The LoRa network has a star topology, where hundreds or thousands of devices communicate bidirectionally with gateways connected to the core network and ultimately the internet. Signals from a single sensor or device are received by all gateways within range, enhancing reliability and opening up possibilities for location services. The network employs a complex “Adaptive Data Rate” algorithm to fine-tune communication between each device and gateway to minimize power consumption and maximize reliability.
Benefits of Choosing LoRaWAN
1. Coverage: With CSS and ADR, devices can communicate with gateways up to 15 kilometers away in open areas and up to 5 kilometers in urban environments, meaning a single gateway can cover all devices within a radius of 700 square kilometers. The coverage also extends indoors, reaching basements or service conduits below street level.
2. Low Power and Longevity: Low power and low peak current requirements mean that LoRaWAN data transmission and reception require low current (below 50mA), significantly reducing device power consumption. A single charge can provide up to ten years of device lifespan, greatly lowering support and maintenance costs.
3. Cost Savings: The extensive coverage and relatively low gateway costs significantly reduce the cost of deploying LoRaWAN networks. For devices, the price of communication modules is around $10, and the unlicensed spectrum means connection costs are only $1/year.

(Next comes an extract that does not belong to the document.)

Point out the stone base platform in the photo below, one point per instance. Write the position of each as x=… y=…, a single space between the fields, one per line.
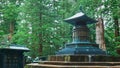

4. Location Services: Since signals from specific devices can be received by multiple gateways, the location of devices can be calculated based on signal strength and/or signal arrival time from each base station, enabling network-based location services for tracking or geofencing devices.
5. Deep Penetration: LoRa radio modulation allows for deep indoor penetration and increases the ability to reach sensors located underground, such as water meters or gas meters.
6. No Frequency License Required: LoRaWAN networks are deployed in the free ISM band (EU 868, AS 923, US 915MHz), allowing any service provider or company to deploy and operate LoRaWAN networks without obtaining any frequency licenses.
7. One-Stop Management: LoRaWAN networks support various vertical solutions, allowing service providers to manage diverse use cases such as smart buildings, precision agriculture, smart metering, or smart cities using a single platform and standard.
Differences Between LoRaWAN and 3GPP Technologies
For many requirements, LPWAN demands the lowest cost and lowest power. In practical use cases (approximately 20 messages/day), LoRaWAN’s power consumption is five times better than LTE Cat NB1. The required peak current is reduced by ten times—equivalent to a battery size reduction by an order of magnitude, extending lifespan by ten years.
Another major difference between LoRaWAN and 3GPP is the use of unlicensed spectrum. LoRaWAN allows for the easy deployment of “campus” networks with thousands of devices in a small area (smart cities, smart buildings, smart airports, smart factories). Enterprise networks can be completely under the customer’s control, and data remains end-to-end encrypted.